The new rule builds on FERC Order No. 841, which removes market barriers for storage technologies like batteries (Energywire, July 14).
Louis Finkel, senior vice president of government relations for National Rural Electric Cooperative Association, which opposed Order No. 841, said FERC had recognized the need for flexibility by including an opt-in provision for small utilities in its latest order.
"It is important that the Commission has recognized the challenges that this order could pose for small utilities, including virtually all distribution co-ops," he said in a statement. "Local control is critical, because every co-op is different and is uniquely positioned to meet the specific needs of the community it serves."
Clean energy advocates cheer
The new rule drew praise from across the renewable energy sector. Katherine Gensler, vice president of regulatory affairs for the Solar Energy Industries Association, said the order will enable solar power to supply 20% of the U.S. electricity generation by 2030.

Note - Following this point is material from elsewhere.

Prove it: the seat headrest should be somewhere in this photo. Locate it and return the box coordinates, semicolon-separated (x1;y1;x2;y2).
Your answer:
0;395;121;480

Jeff Dennis, managing director and general counsel for Advanced Energy Economy, called the order a "boon to American innovation that will save customers money while reducing carbon emissions."
Gregory Wetstone, president and CEO of the American Council on Renewable Energy, praised the rule but blasted FERC for inconsistent policymaking, pointing to the agency’s separate move this month to block proposed market changes by New York’s grid operator aimed at better aligning with the state’s clean energy goals (Energywire, Sept. 8).
"Unfortunately, FERC is working against this principle in the nation’s capacity markets by continuing to erect barriers to the entry of new technologies … through the use of minimum offer price rules," Wetstone said in a statement.
"While today’s order on distributed energy resources follows in the forward-thinking footsteps of Order No. 841 on energy storage, no market can be free until arbitrary resource-specific price floors are eliminated," he said.
Renewable advocates continue to take issue with an order FERC issued late last year that they say hurts renewable and nuclear energy resources’ ability to compete in capacity markets run by PJM Interconnection LLC, the nation’s largest grid operator.
While the commission’s Republican majority argued that the changes were needed to ensure that competitive markets were not suppressed by any individual state’s policy goals, the move prompted many states to weigh a market exit (Energywire, June 8).
In a separate move yesterday, FERC announced how it intends to comply with a recent court order, which mandated a new approach for addressing complaints from landowners in the paths of pipelines.
Last June, the U.S. Court of Appeals for the District of Columbia Circuit ruled that FERC could no longer use "tolling orders" to delay legal challenges to projects like natural gas pipelines, restoring a 30-day deadline for the agency to respond to landowners who object to its decisions (Greenwire, June 30).
Tolling orders allowed FERC to put off responding to requests for rehearing and blocked challengers from bringing their concerns to court, while simultaneously allowing project construction to move forward. The court held that FERC had to stick to a statutorily mandated 30-day time frame to decide whether to accept a rehearing request.
Chatterjee and Glick have said 30 days is not enough to respond to requests for rehearing and have asked Congress to amend the Natural Gas Act to grant more time (Energywire, July 6).
FERC’s amended procedure, announced yesterday, effectively allows challengers to take their claims to court after 30 days if FERC has not given a definitive ruling. But it also allows FERC to maintain some control over the process beyond the 30-day deadline.
"Whether this is legal is up for debate," said Gillian Giannetti, an attorney for the Sustainable FERC Project. "The bottom line here is that FERC is making it very clear it doesn’t think 30 days is enough time for it to do a substantive review on rehearing and that there’s going to be more ink spilled about this, either in the courts, in Congress or both."